Caméras augmentées: en première ligne, Nice veut "aller beaucoup plus loin"
Avec des investissements de vidéosurveillance toujours plus ambitieux, la très touristique ville de Nice trépigne de ne pouvoir "aller beaucoup plus loin" dans l'utilisation des algorithmes, face aux réticences de...
Avec des investissements de vidéosurveillance toujours plus ambitieux, la très touristique ville de Nice trépigne de ne pouvoir "aller beaucoup plus loin" dans l'utilisation des algorithmes, face aux réticences de l'autorité française gardienne des libertés numériques.
Dans une salle immense, des rangées d'ordinateurs s'alignent face à un mur d'images de 144 m2. Au-dessus, des salles de crise aux baies vitrées donnent directement sur ce décor digne d'une salle de contrôle de la Nasa : bienvenue au futur "centre d'hypervision urbain" de Nice.
Le chantier, qui doit être achevé en décembre 2025, s'inscrit dans la politique de développement de la vidéosurveillance du maire de droite de la capitale de la Côte d'Azur, Christian Estrosi.
De 250 à son arrivée en 2008, la ville est passée à près de 4.500 caméras, avec un maillage et des images d'une précision impressionnante qui convergent vers l'actuel centre de supervision urbain (CSU).
L'investissement avoisine les 40 millions d'euros en quinze ans, sans compter les frais de fonctionnement.
Plutôt bien accepté par la population, il est critiqué par une partie de l'opposition et par des associations, comme la Ligue des droits de l'homme (LDH), qui contestent son efficacité et ont plusieurs fois saisi la Commission nationale de l'informatique et des libertés (Cnil) et les tribunaux.
Bornes d'alerte
Or ce développement en appelle d'autres : "on a 4.500 caméras mais pas 4.500 opérateurs.

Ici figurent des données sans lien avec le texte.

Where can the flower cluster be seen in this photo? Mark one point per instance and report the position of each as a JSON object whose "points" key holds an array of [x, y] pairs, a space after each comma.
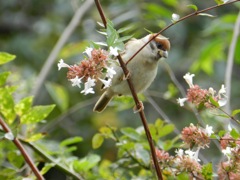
{"points": [[198, 136], [230, 169], [91, 69], [183, 161], [188, 161], [203, 97]]}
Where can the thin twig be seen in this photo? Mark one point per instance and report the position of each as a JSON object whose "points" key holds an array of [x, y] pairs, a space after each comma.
{"points": [[51, 160], [181, 19], [23, 151], [137, 102], [60, 43], [230, 60]]}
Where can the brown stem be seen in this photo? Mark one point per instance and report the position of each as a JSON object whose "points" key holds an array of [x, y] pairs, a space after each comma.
{"points": [[23, 151], [181, 19], [137, 102]]}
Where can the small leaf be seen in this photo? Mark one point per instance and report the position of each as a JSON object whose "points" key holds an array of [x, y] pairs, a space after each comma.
{"points": [[215, 103], [221, 133], [124, 29], [15, 158], [206, 14], [6, 57], [207, 171], [86, 163], [24, 105], [131, 133], [97, 140], [194, 7], [36, 114], [234, 134], [142, 154], [59, 95], [70, 141], [165, 130], [3, 78], [7, 104], [124, 38], [235, 112], [47, 167], [35, 137]]}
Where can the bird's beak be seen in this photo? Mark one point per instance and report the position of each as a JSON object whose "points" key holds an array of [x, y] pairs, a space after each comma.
{"points": [[163, 53]]}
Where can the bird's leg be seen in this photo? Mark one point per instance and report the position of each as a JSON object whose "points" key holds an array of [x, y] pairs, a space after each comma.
{"points": [[138, 108]]}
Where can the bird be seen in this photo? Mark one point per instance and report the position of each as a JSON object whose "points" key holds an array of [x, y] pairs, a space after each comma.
{"points": [[142, 68]]}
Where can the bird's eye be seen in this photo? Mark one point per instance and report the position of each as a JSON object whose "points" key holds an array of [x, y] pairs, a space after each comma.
{"points": [[159, 46]]}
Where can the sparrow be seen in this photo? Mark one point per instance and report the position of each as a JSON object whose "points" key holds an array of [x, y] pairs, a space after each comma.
{"points": [[142, 68]]}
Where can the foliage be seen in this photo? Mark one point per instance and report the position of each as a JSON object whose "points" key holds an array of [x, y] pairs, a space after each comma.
{"points": [[67, 140]]}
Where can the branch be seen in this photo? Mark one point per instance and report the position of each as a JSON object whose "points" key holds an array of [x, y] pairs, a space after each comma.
{"points": [[23, 151], [51, 159], [137, 102], [230, 60], [181, 19], [60, 43]]}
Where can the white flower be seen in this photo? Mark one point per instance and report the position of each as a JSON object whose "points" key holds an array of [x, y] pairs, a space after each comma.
{"points": [[113, 51], [9, 136], [107, 83], [222, 96], [181, 101], [192, 155], [209, 130], [179, 152], [88, 86], [88, 51], [175, 17], [211, 91], [76, 81], [227, 152], [110, 72], [229, 127], [188, 78], [62, 64]]}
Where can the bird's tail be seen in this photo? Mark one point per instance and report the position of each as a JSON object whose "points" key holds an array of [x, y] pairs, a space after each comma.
{"points": [[102, 102]]}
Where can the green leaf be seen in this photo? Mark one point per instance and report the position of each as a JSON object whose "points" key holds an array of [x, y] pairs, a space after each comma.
{"points": [[47, 167], [142, 154], [221, 133], [112, 34], [131, 133], [86, 163], [15, 158], [24, 105], [6, 57], [205, 14], [124, 38], [70, 141], [165, 130], [35, 137], [207, 171], [219, 2], [235, 112], [72, 49], [36, 114], [215, 103], [7, 104], [234, 134], [121, 30], [97, 140], [194, 7], [59, 94], [3, 77]]}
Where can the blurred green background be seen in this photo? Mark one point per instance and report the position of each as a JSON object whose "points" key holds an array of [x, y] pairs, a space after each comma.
{"points": [[30, 29]]}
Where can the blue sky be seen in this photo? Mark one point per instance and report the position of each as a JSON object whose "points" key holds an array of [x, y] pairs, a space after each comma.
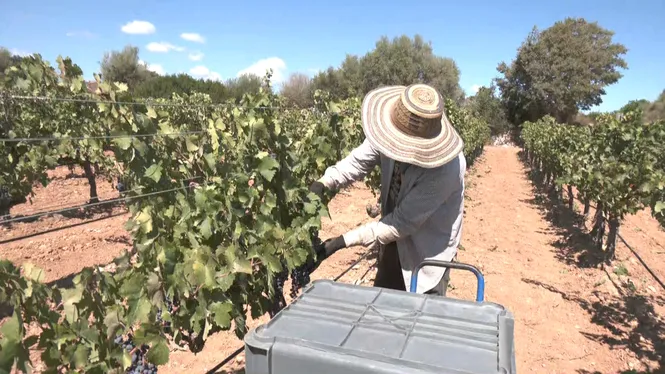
{"points": [[224, 38]]}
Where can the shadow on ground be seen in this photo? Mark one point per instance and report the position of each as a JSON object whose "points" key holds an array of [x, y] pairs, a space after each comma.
{"points": [[630, 320]]}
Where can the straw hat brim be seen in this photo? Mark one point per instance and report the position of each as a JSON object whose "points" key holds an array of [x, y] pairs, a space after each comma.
{"points": [[382, 133]]}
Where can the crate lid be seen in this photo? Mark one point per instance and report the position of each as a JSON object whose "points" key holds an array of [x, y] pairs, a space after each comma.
{"points": [[387, 330]]}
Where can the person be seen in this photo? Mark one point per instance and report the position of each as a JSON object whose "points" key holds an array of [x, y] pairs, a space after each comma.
{"points": [[422, 186]]}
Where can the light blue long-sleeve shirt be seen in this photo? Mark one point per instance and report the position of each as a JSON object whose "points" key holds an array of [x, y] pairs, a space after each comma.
{"points": [[427, 220]]}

Il faut un signal pour dire de regarder là où quelque chose est en train de se passer", explique M. Estrosi à l'AFP.
Pour cela, Nice a déployé des centaines de boîtiers et bornes d'alerte. Lors d'un attentat à la basilique Notre-Dame, qui a fait trois morts en 2020, c'est l'utilisation d'une de ces bornes par un passant qui a permis à une patrouille de la police municipale de neutraliser le suspect moins de cinq minutes plus tard.
Mais l’œil humain ne peut pas tout. Ainsi, pour l'attentat au camion-bélier sur la Promenade des Anglais, l'avenue longeant le bord de mer, qui fit 86 morts en 2016, les agents du CSU n'avaient pas repéré les différents passages de l'auteur pour observer les lieux. L'IA aurait pu, affirme M. Estrosi.
Pour l'instant, Nice utilise la vidéosurveillance algorithmique uniquement pour repérer les départs de feu et les dépôts sauvages d'ordures.
Avec l'aide de sociétés extérieures privées, les ingénieurs de la ville ont cependant expérimenté d'autres utilisations, notamment pour repérer les infractions routières ou retrouver en temps réel un individu selon sa corpulence ou la couleur de ses chaussures...
A l'occasion du carnaval de 2019, Nice a aussi testé la reconnaissance faciale dans une foule. Le logiciel utilisé, mis au point par des ingénieurs israéliens et proposé par une société monégasque, a permis de retrouver parmi 5.000 personnes une quarantaine de volontaires qui avaient fourni une photo, même très ancienne.
Loi d'expérimentation
"Nous avons envoyé un rapport au Parlement, au gouvernement, à la Cnil, pour que ces démonstrations extrêmement positives soient suivies et on est resté confronté à des blocages absolus de la part de la Cnil", s'emporte M. Estrosi qui ne mâche pas ses mots contre un organisme selon lui dépassé.
"La Cnil ne fait qu'appliquer un cadre réglementaire qui existe", répond Thomas Dautieu, directeur de l'accompagnement juridique au sein de la commission.
Et la ligne rouge est claire : en l'absence d'une loi spécifique, il est interdit de déployer des caméras augmentées permettant une action directe sur une personne. Un procès-verbal ou une interpellation sont possibles si l'infraction est détectée par un agent observant les images, pas si l'agent est alerté par l'IA.
Alors M. Estrosi réclame "une vraie loi d'expérimentation" qui aille "beaucoup plus loin" que ce qui est prévu pour les Jeux olympiques.
L'ancien ministre assure que les Français acceptent déjà d'être "surveillés 24/24h par (le président chinois) Xi Jinping ou par (le président américain) Joe Biden selon la marque de leur téléphone".
Dans l'idée du maire, "seules les personnes fichées comme dangereuses pourront faire l'objet d'une surveillance permanente. Donc, il n'y a aucune atteinte aux libertés des personnes qui ne sont pas concernées".